A tax non-compliance society...


We are happy over the emphasis made by

Finance Minister Arun Jaitley on expanding the income tax base and correspondingly correcting the very low tax-GDP ratio. Look his graphic description: 

•As against estimated 4.2 crore persons engaged in organised sector employment, the number of individuals filing return for salary income are only 1.74 crore.  

•As against 5.6 crore informal sector individual enterprises and firms doing small business in India, the number of returns filed by this 

category is only 1.81 crore.  

•Out of the 13.94 lakh companies registered in India up to 31 March 2014, 5.97 lakh companies have filed their returns for Assessment Year 2016-17. Of these, as many as 2.76 lakh companies have shown losses or zero income.  2.85 lakh companies have shown profit before tax of less than Rs 1 crore.  

•Only 7781 companies have profit before tax of more than Rs 10 crore.

•Among the 3.7 crore individuals who filed the tax returns in 2015-16, 99 lakh show income below the exemption limit of Rs 2.5 lakh p.a., 1.95 crore show income between Rs 2.5 lakh and Rs 5 lakh, 52 lakh show income between Rs 5 lakh and Rs 10 lakh and only 24 lakh people show income above Rs 10 lakh.  

•Of the 76 lakh individual assessees who declare income above Rs 5 lakh, 56 lakh are in the salaried class. 

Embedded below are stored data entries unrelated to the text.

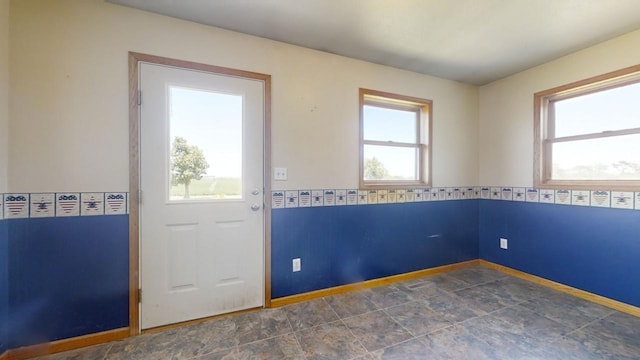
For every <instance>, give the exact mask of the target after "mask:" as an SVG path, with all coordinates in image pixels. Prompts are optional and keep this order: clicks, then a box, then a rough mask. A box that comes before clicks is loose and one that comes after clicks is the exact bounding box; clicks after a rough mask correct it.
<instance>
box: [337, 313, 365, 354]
mask: <svg viewBox="0 0 640 360" xmlns="http://www.w3.org/2000/svg"><path fill="white" fill-rule="evenodd" d="M340 322H341V323H342V325H344V327H346V328H347V330H348V331H349V334H351V336H353V337H354V339H356V341H357V342H358V344H359V345H360V346H361V347H362V348H363V349H364V351H365V352H366V353H367V354H369V350H368V349H367V348H366V347H365V346H364V344H363V343H362V341H360V339H359V338H358V337H357V336H356V334H355V333H354V332H353V331H352V330H351V328H350V327H349V325H347V323H345V322H344V320H342V319H340ZM359 356H364V355H359Z"/></svg>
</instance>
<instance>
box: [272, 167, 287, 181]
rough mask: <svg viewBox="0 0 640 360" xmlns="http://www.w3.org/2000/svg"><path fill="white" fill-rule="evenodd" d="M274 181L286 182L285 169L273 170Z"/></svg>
mask: <svg viewBox="0 0 640 360" xmlns="http://www.w3.org/2000/svg"><path fill="white" fill-rule="evenodd" d="M273 179H274V180H287V168H273Z"/></svg>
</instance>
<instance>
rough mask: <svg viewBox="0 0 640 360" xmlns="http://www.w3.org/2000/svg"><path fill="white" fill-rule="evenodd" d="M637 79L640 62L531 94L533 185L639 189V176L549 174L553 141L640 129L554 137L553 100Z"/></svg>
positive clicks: (639, 130)
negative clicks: (559, 177) (573, 175)
mask: <svg viewBox="0 0 640 360" xmlns="http://www.w3.org/2000/svg"><path fill="white" fill-rule="evenodd" d="M636 83H640V65H635V66H631V67H627V68H624V69H620V70H616V71H612V72H609V73H606V74H602V75H598V76H594V77H591V78H588V79H584V80H580V81H576V82H573V83H570V84H566V85H562V86H558V87H555V88H552V89H548V90H544V91H541V92H537V93H535V94H534V171H533V173H534V174H533V176H534V179H533V183H534V187H536V188H549V189H575V190H620V191H638V189H640V180H584V179H570V180H558V179H553V178H552V177H551V175H552V166H553V161H552V160H553V154H552V152H551V147H552V145H553V144H554V143H560V142H569V141H578V140H587V139H602V138H606V137H615V136H623V135H629V134H638V133H640V128H627V129H621V130H614V131H603V132H600V133H588V134H580V135H570V136H564V137H561V138H555V137H554V134H553V132H554V129H555V128H554V127H553V125H554V121H555V119H554V116H553V112H552V111H550V108H552V106H553V103H554V102H555V101H559V100H566V99H570V98H574V97H579V96H584V95H588V94H593V93H597V92H600V91H604V90H610V89H614V88H617V87H622V86H626V85H632V84H636ZM558 139H560V141H558Z"/></svg>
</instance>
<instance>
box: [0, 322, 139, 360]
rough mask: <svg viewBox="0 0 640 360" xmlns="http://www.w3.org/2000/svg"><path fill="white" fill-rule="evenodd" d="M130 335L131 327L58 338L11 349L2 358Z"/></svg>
mask: <svg viewBox="0 0 640 360" xmlns="http://www.w3.org/2000/svg"><path fill="white" fill-rule="evenodd" d="M127 337H129V328H121V329H115V330H109V331H104V332H100V333H96V334H89V335H84V336H78V337H74V338H70V339H63V340H56V341H52V342H50V343H45V344H38V345H31V346H25V347H21V348H17V349H11V350H9V351H8V352H6V353H5V357H4V358H2V357H0V360H23V359H30V358H34V357H36V356H42V355H48V354H55V353H59V352H62V351H69V350H74V349H79V348H82V347H86V346H91V345H97V344H102V343H106V342H109V341H114V340H121V339H124V338H127Z"/></svg>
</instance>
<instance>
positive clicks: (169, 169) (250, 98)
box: [139, 63, 265, 329]
mask: <svg viewBox="0 0 640 360" xmlns="http://www.w3.org/2000/svg"><path fill="white" fill-rule="evenodd" d="M139 80H140V91H141V105H140V188H141V190H142V192H141V204H140V257H141V263H140V269H141V270H140V271H141V273H140V283H141V289H142V301H141V308H140V314H141V316H140V322H141V324H140V325H141V327H142V328H143V329H147V328H152V327H156V326H161V325H166V324H171V323H176V322H181V321H186V320H192V319H198V318H203V317H208V316H213V315H217V314H221V313H227V312H232V311H237V310H242V309H248V308H253V307H260V306H263V301H264V295H263V294H264V226H263V219H264V210H263V203H264V200H263V181H264V180H263V174H264V171H263V161H264V158H263V142H264V140H263V133H264V101H265V100H264V99H265V98H264V91H265V88H264V82H262V81H258V80H252V79H247V78H240V77H234V76H230V75H224V74H213V73H207V72H201V71H196V70H188V69H180V68H175V67H168V66H162V65H154V64H148V63H141V65H140V79H139Z"/></svg>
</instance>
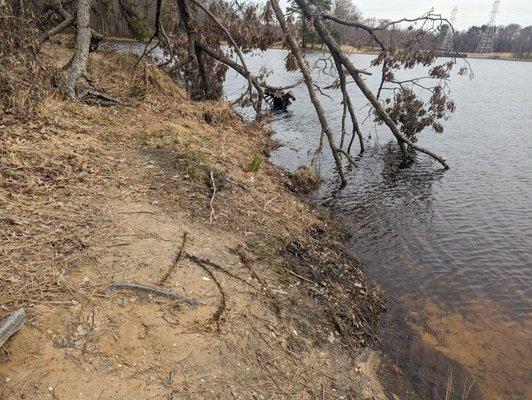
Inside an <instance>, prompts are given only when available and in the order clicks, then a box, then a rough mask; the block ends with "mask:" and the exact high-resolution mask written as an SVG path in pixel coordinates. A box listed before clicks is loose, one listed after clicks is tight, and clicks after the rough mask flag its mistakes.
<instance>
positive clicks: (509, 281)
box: [114, 43, 532, 399]
mask: <svg viewBox="0 0 532 400" xmlns="http://www.w3.org/2000/svg"><path fill="white" fill-rule="evenodd" d="M114 46H115V48H117V47H118V49H119V50H127V51H135V52H142V47H140V46H138V45H135V44H132V43H127V44H115V45H114ZM156 53H157V55H158V56H160V57H162V54H161V53H160V52H156ZM285 54H286V53H285V52H284V51H281V50H269V51H267V52H266V53H265V54H262V55H255V56H248V60H247V63H248V65H249V66H250V67H251V68H252V69H253V70H254V71H255V72H257V71H258V70H259V69H260V68H261V67H262V66H266V67H268V68H271V69H272V70H273V71H275V72H274V73H273V74H272V75H271V76H270V77H269V78H268V81H269V83H270V84H274V85H284V84H290V83H292V82H295V81H296V80H298V78H299V76H298V75H297V74H295V73H288V72H283V65H284V56H285ZM319 56H320V55H319V54H311V55H309V56H308V58H309V60H311V62H312V61H314V60H316V59H317V58H318V57H319ZM353 58H354V60H355V61H356V62H357V64H358V66H359V67H368V69H369V70H371V68H369V62H370V60H371V58H372V57H371V56H366V55H357V56H353ZM470 63H471V65H472V67H473V70H474V73H475V78H474V79H473V80H469V79H468V78H466V77H460V78H457V79H455V80H454V81H453V83H452V84H451V89H452V92H453V95H454V98H455V99H456V102H457V107H458V108H457V111H456V112H455V114H454V115H453V117H452V119H451V120H449V121H447V122H446V124H445V126H446V130H445V133H444V134H443V135H438V134H436V133H434V132H427V133H423V134H422V135H421V136H420V143H421V144H423V145H425V146H427V147H430V148H432V149H433V150H436V151H438V152H439V153H441V154H445V155H446V156H447V158H448V161H449V164H450V166H451V169H450V170H448V171H445V172H444V171H442V170H441V169H439V166H438V164H436V163H434V162H433V161H431V160H429V159H427V158H425V157H421V156H420V157H418V160H417V162H416V163H415V165H413V166H412V167H411V168H408V169H399V168H398V164H399V154H398V152H397V149H396V146H394V144H393V142H392V141H391V136H390V134H389V132H387V131H386V129H384V128H383V127H380V126H375V124H373V123H372V122H371V118H368V119H366V116H367V107H366V108H363V109H362V110H361V111H360V113H359V120H360V121H363V120H364V121H365V122H364V124H363V133H364V136H365V138H366V146H367V151H366V152H365V153H364V154H363V155H361V156H357V157H356V158H357V160H358V167H357V168H351V169H350V170H349V172H348V175H349V185H348V186H347V187H346V188H345V189H343V190H341V191H339V190H338V186H337V181H336V178H335V175H334V170H333V163H332V159H331V157H330V155H329V154H328V153H327V152H324V154H323V155H322V156H320V157H319V158H318V168H319V170H320V173H321V175H322V177H323V178H324V179H325V183H324V185H323V186H322V187H321V189H320V190H319V191H318V192H316V193H314V194H313V195H312V200H313V201H314V202H315V203H316V204H319V205H322V206H326V207H328V208H330V209H331V210H332V212H333V214H334V215H335V216H336V217H337V218H339V219H341V220H343V221H345V222H346V223H347V224H348V225H349V226H350V227H351V230H352V234H353V236H352V239H351V245H352V246H353V248H354V249H355V250H356V251H357V252H358V253H359V255H360V258H361V260H362V261H363V263H364V264H365V266H366V270H367V273H368V274H369V276H370V277H371V279H373V280H374V281H376V282H377V283H378V284H379V285H380V286H382V287H383V288H384V290H385V292H386V296H387V299H388V312H387V313H386V316H385V317H384V318H383V321H382V327H381V332H380V335H381V338H382V340H383V350H384V352H385V354H386V355H387V356H388V359H389V362H387V364H386V370H385V371H383V374H384V375H385V376H386V380H387V381H388V385H389V389H390V391H392V392H395V393H397V394H399V395H400V398H401V399H409V398H412V399H418V398H423V399H426V398H434V399H438V398H442V399H443V398H445V392H446V390H447V386H448V385H449V384H451V385H450V386H451V387H452V393H453V396H452V397H451V398H456V399H461V398H468V399H531V398H532V370H531V368H530V360H532V345H531V339H532V336H531V320H532V318H531V311H532V302H531V294H532V274H531V272H532V202H531V195H532V189H531V178H532V89H531V88H532V63H519V62H506V61H494V60H474V59H471V60H470ZM418 73H419V71H412V72H411V74H414V75H415V74H418ZM404 76H405V77H408V76H409V75H408V74H405V75H404ZM315 79H316V80H317V81H327V80H328V79H329V78H328V77H327V76H325V75H323V74H319V73H318V74H316V75H315ZM367 83H368V84H369V85H370V86H373V87H375V86H376V85H377V77H376V75H375V77H373V76H370V77H367ZM244 84H245V82H244V81H243V80H242V79H240V78H239V77H237V76H235V75H233V74H231V73H229V74H228V76H227V80H226V85H225V87H226V93H227V97H228V98H230V99H234V98H236V97H237V96H238V93H240V89H241V88H242V87H243V86H244ZM350 91H351V94H352V96H353V99H354V100H355V102H356V103H357V104H358V105H361V106H363V105H365V104H366V102H365V101H364V99H363V97H362V96H361V94H360V93H359V92H357V90H356V88H355V87H354V85H351V86H350ZM293 93H294V94H295V96H296V97H297V101H296V102H295V103H294V104H293V105H292V106H291V107H290V110H289V112H282V113H278V114H275V115H274V116H273V118H272V125H273V129H274V131H275V132H276V133H275V137H276V138H277V139H278V140H279V141H280V142H281V144H282V145H283V146H282V147H281V148H279V149H278V150H276V151H275V152H274V153H273V154H272V161H273V162H274V163H276V164H278V165H280V166H281V167H283V168H285V169H287V170H294V169H295V168H297V167H298V166H299V165H301V164H305V163H307V162H308V160H309V158H310V157H311V155H312V153H313V151H314V149H315V148H316V146H317V144H318V140H319V132H320V130H319V124H318V121H317V118H316V116H315V115H314V111H313V108H312V105H311V104H310V102H309V101H308V98H307V93H306V89H305V87H304V86H299V87H297V88H295V89H293ZM327 93H328V94H329V95H330V96H331V97H332V99H328V98H326V97H322V102H323V105H324V107H325V109H326V111H327V115H328V117H329V122H330V123H331V125H332V126H333V127H334V129H335V131H336V132H339V127H340V120H341V112H342V110H341V107H340V106H339V102H340V97H339V94H338V93H335V92H334V91H328V92H327ZM356 150H357V144H356V141H355V144H354V153H355V154H356Z"/></svg>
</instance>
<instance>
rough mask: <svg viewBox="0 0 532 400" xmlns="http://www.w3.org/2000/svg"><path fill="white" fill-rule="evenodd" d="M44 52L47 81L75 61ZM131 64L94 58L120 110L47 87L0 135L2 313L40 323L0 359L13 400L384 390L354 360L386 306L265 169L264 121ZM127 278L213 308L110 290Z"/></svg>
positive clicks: (332, 395) (350, 391)
mask: <svg viewBox="0 0 532 400" xmlns="http://www.w3.org/2000/svg"><path fill="white" fill-rule="evenodd" d="M43 53H44V55H45V57H46V59H48V60H53V62H54V63H55V64H54V65H47V68H50V69H53V68H56V67H59V66H61V65H63V64H64V63H65V62H66V60H67V59H68V55H69V52H68V51H67V50H66V49H64V48H63V47H61V46H48V47H46V48H45V49H44V52H43ZM134 61H135V60H134V59H133V57H131V56H125V55H116V54H105V55H102V54H99V53H94V54H92V55H91V60H90V63H89V71H90V73H91V75H92V76H93V77H94V78H95V79H94V81H95V82H97V85H98V87H97V88H96V89H97V90H102V91H105V92H106V93H109V94H110V95H112V96H114V97H116V98H119V99H121V100H122V102H123V105H120V106H116V107H112V108H101V107H94V106H90V105H87V104H82V103H78V102H71V101H65V100H63V99H62V98H60V97H59V95H56V94H54V93H53V92H52V93H49V95H48V96H47V97H46V99H45V100H44V101H43V102H42V103H41V104H40V107H39V109H38V113H37V114H36V115H35V116H34V117H33V118H32V119H31V120H30V121H27V122H18V123H13V124H10V125H9V126H4V128H3V129H2V132H1V136H0V140H1V149H2V150H1V154H0V157H1V158H0V174H1V181H0V205H1V209H2V214H1V215H0V218H1V219H0V231H1V232H0V233H1V238H0V243H1V252H2V254H1V264H0V307H1V314H4V313H7V312H8V311H11V310H13V309H14V308H16V307H19V306H24V307H26V308H27V310H28V313H29V316H30V319H29V323H27V324H26V325H25V326H24V327H23V328H22V330H21V331H20V332H19V333H18V334H17V335H16V336H14V337H13V338H12V339H11V340H10V341H9V342H8V343H7V345H6V347H5V349H4V351H3V361H2V362H1V363H0V381H1V382H2V383H0V397H2V398H3V399H4V398H5V399H11V398H20V396H26V398H47V397H50V396H52V398H59V399H70V398H90V399H97V398H109V399H111V398H112V399H115V398H116V399H125V398H128V399H130V398H132V397H131V393H135V394H136V395H137V396H139V397H138V398H150V397H151V398H175V399H177V398H227V396H231V395H232V396H233V397H234V398H298V399H299V398H314V397H317V396H322V397H323V398H329V397H330V398H334V397H337V396H344V398H354V399H356V398H360V399H362V398H370V397H371V396H380V395H382V389H381V388H380V385H379V384H378V382H377V381H376V379H375V375H374V371H373V368H374V365H373V361H374V360H375V358H374V356H373V355H372V353H371V352H370V351H368V350H362V349H360V348H359V346H361V345H366V344H368V343H371V342H372V341H373V340H375V337H374V333H373V329H374V326H375V323H376V319H377V316H378V314H379V313H380V312H381V311H382V302H381V297H380V293H379V292H378V291H377V290H376V289H375V288H373V287H371V286H369V285H368V284H367V283H366V282H365V281H364V278H363V275H362V271H361V267H360V265H359V264H358V263H357V261H356V259H355V258H354V256H353V254H350V253H349V252H348V251H346V250H345V249H344V248H343V247H342V245H341V243H340V242H341V239H342V238H341V236H342V230H341V229H338V228H336V227H334V226H333V225H332V223H331V222H330V221H329V220H328V218H327V217H326V216H323V215H320V213H318V212H316V211H313V210H311V209H310V208H309V207H308V205H306V204H305V203H304V202H303V201H302V200H301V199H300V198H299V197H298V196H297V193H294V191H296V188H297V187H298V184H297V183H293V181H292V179H291V177H289V176H286V175H285V174H284V173H282V172H281V171H279V170H278V169H277V168H275V167H273V166H272V165H271V164H269V162H268V161H267V157H266V153H267V151H268V149H269V148H270V147H271V146H272V143H271V140H270V139H269V138H268V136H267V135H266V134H265V133H264V131H263V130H262V129H261V128H260V127H258V126H255V125H250V124H246V123H244V122H242V120H241V119H240V117H239V116H238V115H236V114H235V113H234V112H233V110H232V109H231V108H230V106H229V105H228V104H227V103H224V102H192V101H190V100H189V99H188V98H187V95H186V93H184V92H183V91H182V90H181V89H180V88H179V87H178V86H176V85H175V84H174V83H173V82H172V81H171V80H170V79H169V78H168V77H167V76H166V75H165V74H164V73H162V72H160V71H159V70H157V69H156V68H154V67H153V66H150V65H148V64H146V65H143V64H140V65H139V67H138V68H137V69H132V66H133V64H134ZM300 179H301V177H300ZM303 180H304V181H305V183H306V184H312V185H313V184H316V177H314V176H312V175H311V174H308V173H305V174H304V176H303ZM185 232H187V235H185ZM184 237H186V239H183V238H184ZM180 247H183V248H184V250H183V254H181V256H177V255H176V254H180V253H181V252H178V249H179V248H180ZM168 266H172V267H171V269H168V268H169V267H168ZM168 271H170V272H168ZM162 276H168V279H165V280H164V282H162V283H161V279H162V278H161V277H162ZM117 281H121V282H122V281H130V282H131V281H134V282H137V283H143V284H149V285H152V286H158V287H159V288H161V289H165V290H171V291H174V292H176V293H179V294H180V295H182V296H185V297H189V298H194V299H196V300H197V301H198V302H199V303H200V304H199V305H198V306H188V305H185V304H179V303H177V304H176V303H175V302H170V301H169V300H164V299H163V298H159V297H158V296H157V295H155V294H142V293H140V292H128V291H110V290H109V289H108V286H109V284H110V283H112V282H117ZM157 282H159V283H157ZM346 350H347V351H346ZM80 396H81V397H80ZM133 398H136V397H133Z"/></svg>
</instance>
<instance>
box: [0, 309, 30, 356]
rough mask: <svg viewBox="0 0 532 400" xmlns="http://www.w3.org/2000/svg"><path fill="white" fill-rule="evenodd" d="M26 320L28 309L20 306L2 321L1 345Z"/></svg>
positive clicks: (0, 345)
mask: <svg viewBox="0 0 532 400" xmlns="http://www.w3.org/2000/svg"><path fill="white" fill-rule="evenodd" d="M24 322H26V311H25V310H24V309H23V308H19V309H18V310H16V311H13V312H12V313H11V314H9V315H8V316H7V317H6V318H4V319H3V320H2V321H0V347H2V346H3V345H4V343H5V342H7V340H8V339H9V338H10V337H11V336H12V335H13V334H14V333H16V332H17V331H18V330H19V329H20V328H21V327H22V325H24Z"/></svg>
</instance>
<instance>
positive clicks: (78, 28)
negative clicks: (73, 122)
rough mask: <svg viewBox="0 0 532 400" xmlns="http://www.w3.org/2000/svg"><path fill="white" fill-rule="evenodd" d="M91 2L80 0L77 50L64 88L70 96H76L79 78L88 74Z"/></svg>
mask: <svg viewBox="0 0 532 400" xmlns="http://www.w3.org/2000/svg"><path fill="white" fill-rule="evenodd" d="M90 3H91V1H90V0H79V1H78V11H77V27H78V33H77V36H76V50H75V52H74V57H72V60H71V61H70V65H69V67H68V70H67V78H66V82H65V88H64V91H65V94H66V95H67V96H68V97H70V98H75V97H76V83H77V81H78V79H79V78H81V77H82V76H84V75H86V74H87V61H88V59H89V49H90V44H91V29H90V8H91V4H90Z"/></svg>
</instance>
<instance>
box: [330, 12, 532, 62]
mask: <svg viewBox="0 0 532 400" xmlns="http://www.w3.org/2000/svg"><path fill="white" fill-rule="evenodd" d="M362 22H364V23H366V24H368V25H373V26H378V25H379V24H380V23H382V21H375V20H371V19H370V20H368V19H365V20H364V19H363V20H362ZM486 28H487V27H486V25H482V26H472V27H470V28H469V29H467V30H463V31H455V32H454V37H453V43H454V45H453V49H454V50H455V51H457V52H460V53H473V52H475V51H476V50H477V46H478V43H479V42H480V39H481V37H482V35H483V33H484V31H485V30H486ZM448 29H449V26H448V25H443V26H442V27H441V28H440V29H439V30H437V31H435V32H432V34H430V35H427V37H426V39H425V41H426V47H427V48H435V47H438V46H439V45H441V43H442V41H443V38H444V36H445V34H446V31H447V30H448ZM406 32H407V27H404V28H400V29H399V28H395V29H387V30H385V31H380V32H378V33H377V36H378V37H379V39H381V40H382V41H383V42H384V43H386V44H388V45H393V44H394V43H401V39H402V38H403V37H404V35H405V33H406ZM337 37H338V39H339V40H340V41H341V42H343V43H344V44H348V45H351V46H355V47H365V46H368V45H369V46H374V44H373V43H372V41H371V39H370V38H368V35H367V34H365V32H363V31H355V32H352V31H345V30H342V31H339V32H338V34H337ZM493 51H494V52H497V53H499V52H500V53H512V54H513V56H514V57H516V58H530V57H531V56H532V26H526V27H521V26H520V25H518V24H509V25H506V26H498V27H497V29H496V32H495V40H494V45H493Z"/></svg>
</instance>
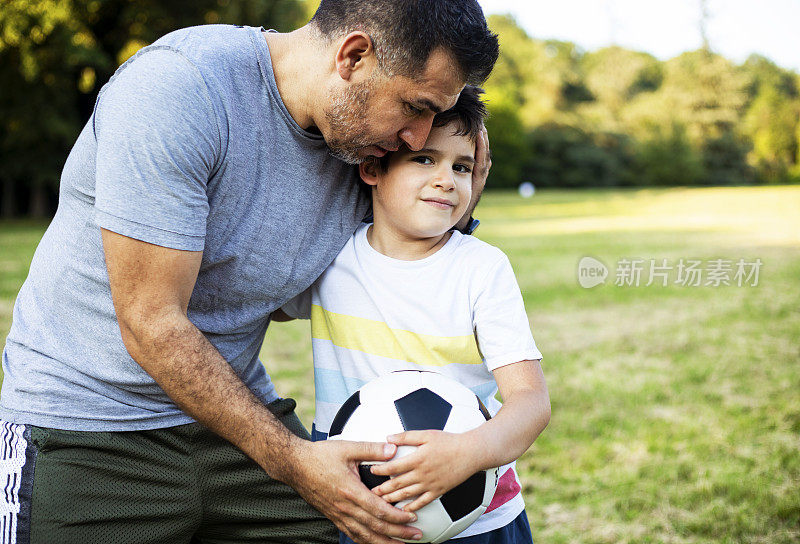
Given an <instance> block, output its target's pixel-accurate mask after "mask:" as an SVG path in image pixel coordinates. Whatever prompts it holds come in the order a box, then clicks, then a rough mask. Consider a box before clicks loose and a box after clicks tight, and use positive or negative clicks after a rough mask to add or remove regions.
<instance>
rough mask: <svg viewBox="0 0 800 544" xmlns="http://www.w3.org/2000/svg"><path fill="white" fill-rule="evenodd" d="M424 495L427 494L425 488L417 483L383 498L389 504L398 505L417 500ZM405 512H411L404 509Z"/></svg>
mask: <svg viewBox="0 0 800 544" xmlns="http://www.w3.org/2000/svg"><path fill="white" fill-rule="evenodd" d="M423 493H425V487H424V486H423V485H422V484H420V483H416V484H412V485H409V486H405V487H403V488H401V489H397V490H395V491H392V492H391V493H387V494H385V495H384V496H383V499H384V500H385V501H386V502H388V503H391V504H397V503H398V502H400V501H404V500H407V499H415V498H416V497H419V496H420V495H422V494H423ZM403 510H405V511H410V510H408V509H407V508H405V507H403Z"/></svg>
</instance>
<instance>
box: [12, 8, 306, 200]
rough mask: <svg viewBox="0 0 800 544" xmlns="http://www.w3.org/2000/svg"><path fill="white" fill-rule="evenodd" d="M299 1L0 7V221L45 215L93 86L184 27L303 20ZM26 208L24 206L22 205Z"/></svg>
mask: <svg viewBox="0 0 800 544" xmlns="http://www.w3.org/2000/svg"><path fill="white" fill-rule="evenodd" d="M307 4H308V3H307V2H303V1H301V0H197V1H194V2H184V1H182V0H137V1H136V2H132V1H129V0H4V3H3V8H2V10H0V79H1V80H2V81H3V86H2V89H0V164H3V169H2V170H0V185H2V186H3V193H2V195H0V202H1V204H2V209H1V211H2V215H4V216H8V215H13V213H14V211H15V208H16V207H17V204H21V207H22V208H23V210H24V211H27V212H29V213H32V214H33V215H44V214H46V213H49V212H50V211H51V209H52V206H51V202H50V200H52V198H53V195H54V191H55V188H56V187H57V183H58V178H59V174H60V170H61V167H62V166H63V163H64V160H65V158H66V155H67V153H68V151H69V149H70V147H71V146H72V144H73V143H74V141H75V139H76V138H77V135H78V133H79V132H80V130H81V127H82V125H83V124H84V123H85V122H86V120H87V119H88V118H89V115H90V114H91V111H92V108H93V106H94V101H95V97H96V96H97V92H98V91H99V88H100V86H101V85H102V84H103V83H105V82H106V81H107V80H108V79H109V78H110V77H111V75H112V74H113V72H114V70H115V69H116V68H117V66H118V65H119V64H121V63H122V62H124V61H125V60H126V59H127V58H128V57H130V56H131V55H132V54H133V53H135V52H136V50H138V49H139V48H140V47H142V46H144V45H146V44H148V43H151V42H153V41H155V40H156V39H157V38H158V37H160V36H161V35H163V34H166V33H168V32H170V31H172V30H175V29H177V28H180V27H184V26H191V25H196V24H204V23H239V24H247V25H253V26H259V25H264V26H268V27H274V28H277V29H279V30H289V29H291V28H294V27H295V26H297V25H298V24H302V23H303V22H304V21H305V19H304V18H305V17H306V13H307V10H308V5H307ZM26 200H27V201H28V202H27V203H26V202H25V201H26Z"/></svg>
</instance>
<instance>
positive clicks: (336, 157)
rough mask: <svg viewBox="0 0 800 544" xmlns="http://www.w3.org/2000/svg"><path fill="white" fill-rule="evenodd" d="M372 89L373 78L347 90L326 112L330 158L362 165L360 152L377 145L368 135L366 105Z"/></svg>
mask: <svg viewBox="0 0 800 544" xmlns="http://www.w3.org/2000/svg"><path fill="white" fill-rule="evenodd" d="M374 87H375V84H374V82H373V81H372V79H369V80H367V81H364V82H363V83H359V84H358V85H354V86H352V87H348V88H347V89H345V90H344V91H342V93H341V94H339V95H337V96H335V97H334V98H333V101H332V103H331V106H330V108H329V109H327V110H326V111H325V118H326V119H327V120H328V130H329V131H330V136H329V137H328V138H327V139H326V143H327V144H328V147H329V148H330V151H331V155H333V156H334V157H336V158H337V159H340V160H342V161H344V162H346V163H348V164H359V163H362V162H364V160H365V159H366V157H361V156H359V151H362V150H363V149H365V148H367V147H369V146H372V145H377V144H376V143H375V142H374V140H373V139H372V138H371V137H370V136H369V134H368V133H367V128H368V126H367V109H368V108H367V105H368V103H369V99H370V97H371V95H372V90H373V88H374Z"/></svg>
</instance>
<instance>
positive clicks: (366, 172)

•The number of people showing income more than Rs 50 lakh in the entire country is only 1.72 lakh.  We can contrast this with the fact that in the last five years, more than 1.25 crore cars have been sold and number of Indian citizens who flew abroad, either for business or tourism, was 2 crore in 2015.  

From these figures we can conclude that we are a tax non-compliant society.  The predominance of cash in the economy makes it possible for people to evade their taxes.  When too many people evade taxes, the burden of their share falls on those who are honest and compliant.

A wonderful data analytics!

 

Eradicating black money...


The NDA government has been attempting to eradicate the menace of black money. Demonetisation is among the efforts continued in this direction. Digital technology now available, would help in keeping track of the old Rs 500 and Rs 1000 notes deposited into banks. The Finance Minister referred to around 18 lakh such deposits showing unusually large amounts: “deposits of more than Rs 80 lakh were made in 1.48 lakh accounts with average deposit size of Rs 3.31 crore. Such large deposits will be scrutinised.” The Finance Minister expressed the hope that this mine of data will help expand the tax net as well as increase the revenues. 

 

Revenues buoyant and deficit to target


Jaitley has the reason to feel happy over fiscal performance through the current year that helped conform to the fiscal deficit targeted at 3.5 per cent of GDP. The bonanza of low crude and petroleum product prices and the prudent upward revision of excise duties on products, helped record a huge jump in excise duty collections, of around Rs 99,000 crore, over the previous year. Due to sluggish growth in manufacturing, estimate of corporation tax, customs and service tax growth has been modest but income tax revenue is estimated to grow around a healthy 25 per cent.